I used another style LNB holder to fabricate a back rest that welded to the seat bottom and held the back support in place. I also added some support using scraps of flat stock.
There is a lot of eyeballing and trial and error in a build like this. Kick and stomp the box you're already thinking outside of and you'll do just fine.
Step 3: Figure Out the Structure and Headrest, Plus a Simple Ottoman
Once I had the bottom and back roughed in, I went back and make it strong enough to hold me. I used some scrap flat steel to add a little support. I also figured out where I wanted the headrest to be and cut the top dish to fit over the back dish without overlapping. The adjustable hardware that came with the dish was great for helping me line up and support the headrest. Once I had it sketched out and cut, I welded it to the back.
I also made a footrest by simply welding a dish bracket to the bottom of the dish. With the pipe that holds it all up cut to length and using the hardware it came with, I was done with the ottoman in about 15 minutes. This design would probably translate into funky stools, with a little reinforcement and stability. I may make some.

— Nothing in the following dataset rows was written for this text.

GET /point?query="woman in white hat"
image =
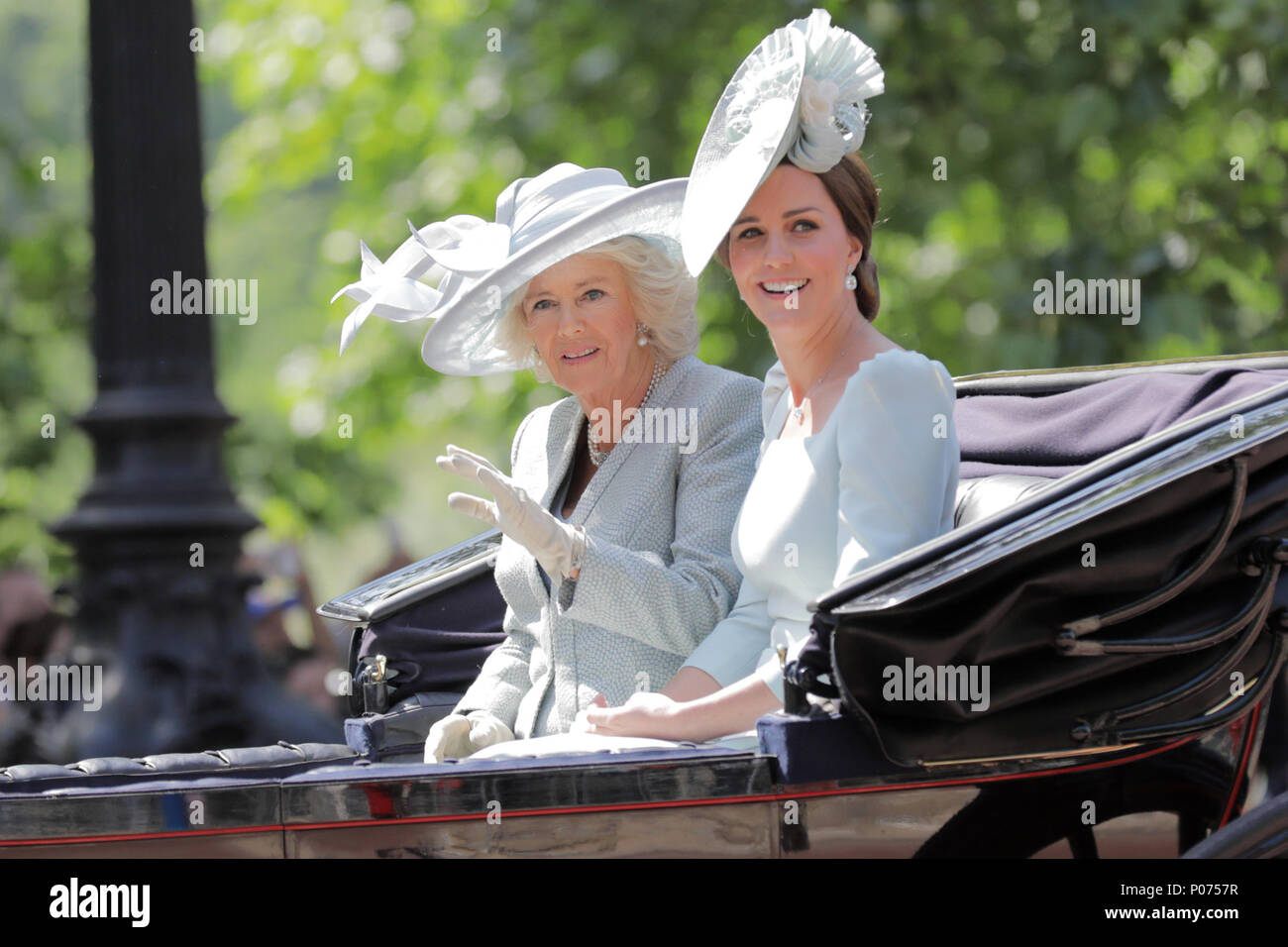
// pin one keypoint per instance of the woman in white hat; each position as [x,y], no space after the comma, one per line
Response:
[859,459]
[617,512]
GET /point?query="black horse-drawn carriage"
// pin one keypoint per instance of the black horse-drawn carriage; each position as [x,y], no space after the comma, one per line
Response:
[1093,661]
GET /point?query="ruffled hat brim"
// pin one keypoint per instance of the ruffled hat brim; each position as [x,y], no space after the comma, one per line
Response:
[463,341]
[806,68]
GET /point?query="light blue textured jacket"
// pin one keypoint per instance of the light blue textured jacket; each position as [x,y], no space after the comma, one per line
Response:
[658,571]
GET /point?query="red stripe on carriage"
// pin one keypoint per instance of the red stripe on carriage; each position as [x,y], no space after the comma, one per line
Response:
[621,806]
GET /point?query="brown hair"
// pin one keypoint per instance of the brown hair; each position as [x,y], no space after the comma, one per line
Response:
[854,193]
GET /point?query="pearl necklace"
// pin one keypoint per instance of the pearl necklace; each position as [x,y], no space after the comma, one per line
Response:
[597,457]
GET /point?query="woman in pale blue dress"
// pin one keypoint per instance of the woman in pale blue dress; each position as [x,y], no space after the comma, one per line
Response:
[859,459]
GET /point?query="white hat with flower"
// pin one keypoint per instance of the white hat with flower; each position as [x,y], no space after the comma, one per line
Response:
[800,94]
[539,222]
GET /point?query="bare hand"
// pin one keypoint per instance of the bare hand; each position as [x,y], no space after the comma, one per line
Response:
[643,715]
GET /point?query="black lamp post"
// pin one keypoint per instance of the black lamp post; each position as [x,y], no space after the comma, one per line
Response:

Step 4: Adding Armrest for Comfort and Support
The bent portion of the satellite dish mounting pole makes a pretty good armrest. It also added much needed structure to keep the back and the bottom together and firm. A lot of compound angles made it tricky to get clean cuts and welds at the seams, so to cover the ugliness, I welded a pipe clamps from the dishes over the joints.
It works great! But should be a little more plush...
Step 5: Upholster
While this whole build was new territory, outside my comfort zone, I struggled the most with upholstering it. I am terrible with fabric and I didn't want to cover and hide all the dishes, but I also wanted a comfy surface.

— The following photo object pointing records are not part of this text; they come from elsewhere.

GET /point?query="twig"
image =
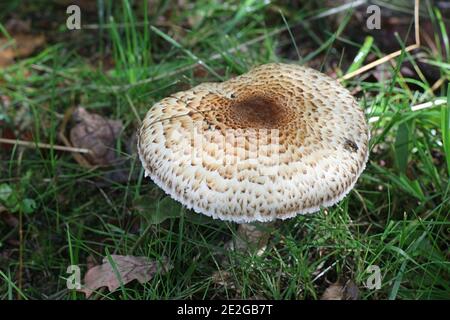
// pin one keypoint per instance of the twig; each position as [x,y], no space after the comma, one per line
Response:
[393,54]
[375,63]
[30,144]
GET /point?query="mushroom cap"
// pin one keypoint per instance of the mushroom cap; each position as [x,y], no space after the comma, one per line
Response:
[277,141]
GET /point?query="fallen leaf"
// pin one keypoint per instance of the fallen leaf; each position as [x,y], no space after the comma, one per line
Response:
[97,134]
[129,268]
[19,46]
[339,291]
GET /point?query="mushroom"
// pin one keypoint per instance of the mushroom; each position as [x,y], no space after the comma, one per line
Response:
[275,142]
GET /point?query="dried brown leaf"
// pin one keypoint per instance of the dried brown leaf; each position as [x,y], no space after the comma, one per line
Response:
[339,291]
[97,134]
[129,268]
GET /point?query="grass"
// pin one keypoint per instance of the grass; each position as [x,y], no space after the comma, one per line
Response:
[396,218]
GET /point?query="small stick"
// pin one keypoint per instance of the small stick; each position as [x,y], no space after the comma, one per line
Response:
[30,144]
[393,54]
[377,62]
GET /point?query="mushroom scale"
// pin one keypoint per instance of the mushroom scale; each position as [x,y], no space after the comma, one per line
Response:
[275,142]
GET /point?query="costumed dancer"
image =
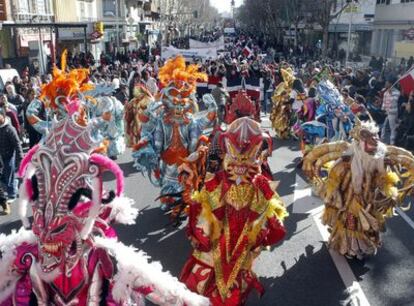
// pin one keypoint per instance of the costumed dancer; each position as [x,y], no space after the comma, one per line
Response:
[135,114]
[231,219]
[208,158]
[111,112]
[172,128]
[281,106]
[333,112]
[41,111]
[64,259]
[365,182]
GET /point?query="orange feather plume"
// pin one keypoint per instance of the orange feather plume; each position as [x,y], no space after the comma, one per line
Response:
[67,84]
[175,70]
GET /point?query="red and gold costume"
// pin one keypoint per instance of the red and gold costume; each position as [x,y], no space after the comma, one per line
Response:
[135,114]
[235,214]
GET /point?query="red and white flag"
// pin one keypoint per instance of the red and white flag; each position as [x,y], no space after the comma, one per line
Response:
[247,52]
[407,82]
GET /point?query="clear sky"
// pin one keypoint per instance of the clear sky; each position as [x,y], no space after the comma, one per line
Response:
[224,5]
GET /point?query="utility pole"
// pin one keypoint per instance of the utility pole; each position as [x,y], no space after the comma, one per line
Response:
[352,6]
[117,24]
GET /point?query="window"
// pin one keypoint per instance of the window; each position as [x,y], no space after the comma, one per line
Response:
[40,6]
[23,6]
[109,8]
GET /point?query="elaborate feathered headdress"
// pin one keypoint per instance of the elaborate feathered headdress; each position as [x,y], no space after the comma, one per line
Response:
[177,72]
[65,85]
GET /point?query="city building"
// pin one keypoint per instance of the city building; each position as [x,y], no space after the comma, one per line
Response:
[357,18]
[78,13]
[393,35]
[7,45]
[33,42]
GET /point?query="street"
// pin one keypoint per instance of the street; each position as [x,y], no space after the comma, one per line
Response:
[298,271]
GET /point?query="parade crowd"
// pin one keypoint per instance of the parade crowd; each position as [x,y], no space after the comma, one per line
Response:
[373,89]
[194,130]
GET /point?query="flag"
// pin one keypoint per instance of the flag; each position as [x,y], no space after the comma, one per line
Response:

I'll probably make something better some day, but for now, I cut up a couple cushions I got from a friend into satellite dish shapes, mounted them with spray glue to a thin plastic backing (should have used 1/8" plywood) and did a real simple upholstery job with a staple gun. I used inexpensive vinyl. I'm a vegetarian and don;t work with leather.
I also cut a pool noodle and upholstered it with spray glue and vinyl to put over the arms.
Step 6: Grind, Sand, Prime and Paint
No pics, but you get it. There is a lot of grinding, sanding, finessing and painting involved. Then you're done. Grab a drink, pull up a TV and bask in a job well done!